Na última semana, o encontro entre os presidentes do Brasil e dos EUA, Lula e Joe Biden, teve como um dos pontos centrais debatidos o propósito dos dois países de criarem ferramentas regulatórias que defendam trabalhadores da digitalização do trabalho, em um novo contexto de economia global em que as inteligências artificiais estão cada vez mais presentes. Segundo a sócia da área empresarial do Urbano Vitalino Advogados, Silvana Melo, regular setor é urgente e desafiante. “O desafio atual parece ser construir uma regulação capaz de endereçar tanto os diferentes níveis de riscos, como também possibilitar a inovação, a pesquisa e o desenvolvimento”, explica.
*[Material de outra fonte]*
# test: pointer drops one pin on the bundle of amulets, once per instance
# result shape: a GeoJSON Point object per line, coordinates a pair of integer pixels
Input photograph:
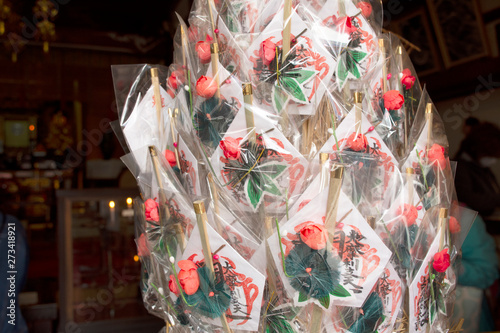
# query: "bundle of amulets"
{"type": "Point", "coordinates": [294, 175]}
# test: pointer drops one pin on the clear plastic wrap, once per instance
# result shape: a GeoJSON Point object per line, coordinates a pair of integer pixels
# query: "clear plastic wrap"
{"type": "Point", "coordinates": [294, 175]}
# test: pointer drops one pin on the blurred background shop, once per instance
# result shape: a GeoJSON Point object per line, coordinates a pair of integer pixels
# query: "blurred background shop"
{"type": "Point", "coordinates": [60, 169]}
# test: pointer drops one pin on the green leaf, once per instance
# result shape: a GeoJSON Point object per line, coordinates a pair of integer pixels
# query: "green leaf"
{"type": "Point", "coordinates": [340, 291]}
{"type": "Point", "coordinates": [432, 314]}
{"type": "Point", "coordinates": [293, 88]}
{"type": "Point", "coordinates": [301, 75]}
{"type": "Point", "coordinates": [355, 71]}
{"type": "Point", "coordinates": [272, 170]}
{"type": "Point", "coordinates": [303, 296]}
{"type": "Point", "coordinates": [270, 186]}
{"type": "Point", "coordinates": [254, 191]}
{"type": "Point", "coordinates": [342, 71]}
{"type": "Point", "coordinates": [280, 99]}
{"type": "Point", "coordinates": [325, 301]}
{"type": "Point", "coordinates": [357, 55]}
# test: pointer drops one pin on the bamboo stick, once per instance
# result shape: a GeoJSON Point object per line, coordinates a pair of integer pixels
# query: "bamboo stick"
{"type": "Point", "coordinates": [358, 107]}
{"type": "Point", "coordinates": [172, 115]}
{"type": "Point", "coordinates": [287, 29]}
{"type": "Point", "coordinates": [409, 182]}
{"type": "Point", "coordinates": [249, 118]}
{"type": "Point", "coordinates": [214, 49]}
{"type": "Point", "coordinates": [383, 52]}
{"type": "Point", "coordinates": [335, 186]}
{"type": "Point", "coordinates": [202, 220]}
{"type": "Point", "coordinates": [155, 80]}
{"type": "Point", "coordinates": [164, 213]}
{"type": "Point", "coordinates": [443, 226]}
{"type": "Point", "coordinates": [215, 198]}
{"type": "Point", "coordinates": [429, 119]}
{"type": "Point", "coordinates": [399, 53]}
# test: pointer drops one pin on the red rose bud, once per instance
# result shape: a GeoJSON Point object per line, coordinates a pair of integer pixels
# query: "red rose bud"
{"type": "Point", "coordinates": [231, 148]}
{"type": "Point", "coordinates": [188, 277]}
{"type": "Point", "coordinates": [193, 33]}
{"type": "Point", "coordinates": [344, 25]}
{"type": "Point", "coordinates": [175, 79]}
{"type": "Point", "coordinates": [170, 156]}
{"type": "Point", "coordinates": [202, 48]}
{"type": "Point", "coordinates": [407, 79]}
{"type": "Point", "coordinates": [206, 87]}
{"type": "Point", "coordinates": [436, 156]}
{"type": "Point", "coordinates": [172, 285]}
{"type": "Point", "coordinates": [393, 100]}
{"type": "Point", "coordinates": [357, 142]}
{"type": "Point", "coordinates": [267, 52]}
{"type": "Point", "coordinates": [441, 261]}
{"type": "Point", "coordinates": [142, 246]}
{"type": "Point", "coordinates": [366, 8]}
{"type": "Point", "coordinates": [151, 210]}
{"type": "Point", "coordinates": [454, 225]}
{"type": "Point", "coordinates": [408, 214]}
{"type": "Point", "coordinates": [314, 235]}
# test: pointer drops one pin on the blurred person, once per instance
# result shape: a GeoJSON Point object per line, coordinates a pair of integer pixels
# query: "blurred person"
{"type": "Point", "coordinates": [477, 272]}
{"type": "Point", "coordinates": [476, 184]}
{"type": "Point", "coordinates": [469, 125]}
{"type": "Point", "coordinates": [12, 320]}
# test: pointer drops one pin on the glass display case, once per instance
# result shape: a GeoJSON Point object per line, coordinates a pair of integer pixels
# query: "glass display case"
{"type": "Point", "coordinates": [99, 269]}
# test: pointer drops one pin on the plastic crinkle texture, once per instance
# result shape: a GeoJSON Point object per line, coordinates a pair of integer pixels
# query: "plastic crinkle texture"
{"type": "Point", "coordinates": [294, 175]}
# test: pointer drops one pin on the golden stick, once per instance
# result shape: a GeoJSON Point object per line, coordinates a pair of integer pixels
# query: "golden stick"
{"type": "Point", "coordinates": [201, 221]}
{"type": "Point", "coordinates": [249, 119]}
{"type": "Point", "coordinates": [214, 49]}
{"type": "Point", "coordinates": [287, 29]}
{"type": "Point", "coordinates": [358, 107]}
{"type": "Point", "coordinates": [215, 198]}
{"type": "Point", "coordinates": [155, 80]}
{"type": "Point", "coordinates": [429, 119]}
{"type": "Point", "coordinates": [399, 52]}
{"type": "Point", "coordinates": [443, 226]}
{"type": "Point", "coordinates": [335, 186]}
{"type": "Point", "coordinates": [381, 44]}
{"type": "Point", "coordinates": [324, 172]}
{"type": "Point", "coordinates": [409, 182]}
{"type": "Point", "coordinates": [164, 213]}
{"type": "Point", "coordinates": [172, 115]}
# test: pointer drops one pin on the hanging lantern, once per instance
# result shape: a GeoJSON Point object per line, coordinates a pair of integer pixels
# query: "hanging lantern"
{"type": "Point", "coordinates": [4, 15]}
{"type": "Point", "coordinates": [45, 12]}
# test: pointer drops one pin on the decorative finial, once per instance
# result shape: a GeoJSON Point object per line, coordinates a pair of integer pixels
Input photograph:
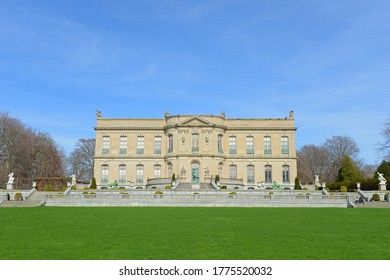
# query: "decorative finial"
{"type": "Point", "coordinates": [98, 114]}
De acordo com Silvana, apesar de não existir ainda uma lei específica para regular a IA no Brasil, há iniciativas em andamento, com inspiração em normas globais sobre o tema, além de PLs mais robustos em tramitação, tanto com origem na Câmara dos Deputados quanto no Senado, que formam o desenho de um primeiro marco regulatório para o setor. Porém, a advogada alerta que uma eventual “concorrência” entre as casas legislativas pode ser um fator de complicação. “Se for configurada uma espécie de disputa para regular primeiro e não houver conciliação completa entre as propostas, pode atrasar a tramitação do marco regulatório, o que seria prejudicial para as empresas e a sociedade”, explica.
Quais são as iniciativas legislativas existentes no Brasil?
Além do novo marco regulatório, Silvana explica que, atualmente, estão em tramitação quatro principais projetos de lei sobre o tema. Foram iniciados no Senado o PL 5051/19, que visa regulamentar a IA no Brasil, o PL 5691/19, com o objetivo de instituir a Política Nacional de Inteligência Artificial e o PL 872/21, que dispõe sobre os marcos éticos e as diretrizes que fundamentam o desenvolvimento e o uso da IA no Brasil. Todos possuem tramitação bicameral, em outras palavras, significa que eles devem passar pelas duas casas legislativas, Câmara dos Deputados e Senado, sendo discutidos, votados, aprovados ou rejeitados antes de, eventualmente, se tornarem leis. Como os projetos tiveram como casa iniciadora o Senado, a casa revisora será a Câmara dos Deputados. Até o fechamento desta matéria, os três projetos permanecem em tramitação no Senado, ou seja, ainda não foram concluídos e encaminhados para a Câmara dos Deputados.
Já o PL 21/20, anteriormente designado como Marco Legal da IA, que também possui tramitação bicameral, foi iniciado na Câmara dos Deputados e teve autoria de Eduardo Bismarck. Em resumo, a proposta legislativa busca estabelecer princípios, direitos, deveres e instrumentos de governança para o uso da IA no Brasil e determinar as diretrizes para a atuação da União, dos Estados, do Distrito Federal e dos Municípios, pessoas físicas e jurídicas, de direito público ou privado, e entes sem personalidade jurídica em relação à matéria. A iniciativa que tramitou em regime de urgência na Câmara, foi aprovada no plenário e remetida ao Senado, em setembro de 2021, com alterações no texto. Até hoje, o PL 21/20 se encontra em tramitação no plenário do Senado.
Porém, em março deste ano, foi apresentado na Câmara dos Deputados mais um projeto de lei abrangendo o tema, o PL 759/23, o que, segundo Silvana, reforça o risco de que ocorra uma “disputa” entre as casas legislativas.“Aparentemente, não foi considerado o fato de que a indicação de uma comissão de especialistas, para apoiar a elaboração do marco regulatório, visava justamente conciliar os pontos dos diversos projetos anteriormente apresentados. Essa situação leva a crer que, possivelmente, a conciliação não foi completa, e o marco regulatório de IA no Brasil segue aguardando despacho”, explica.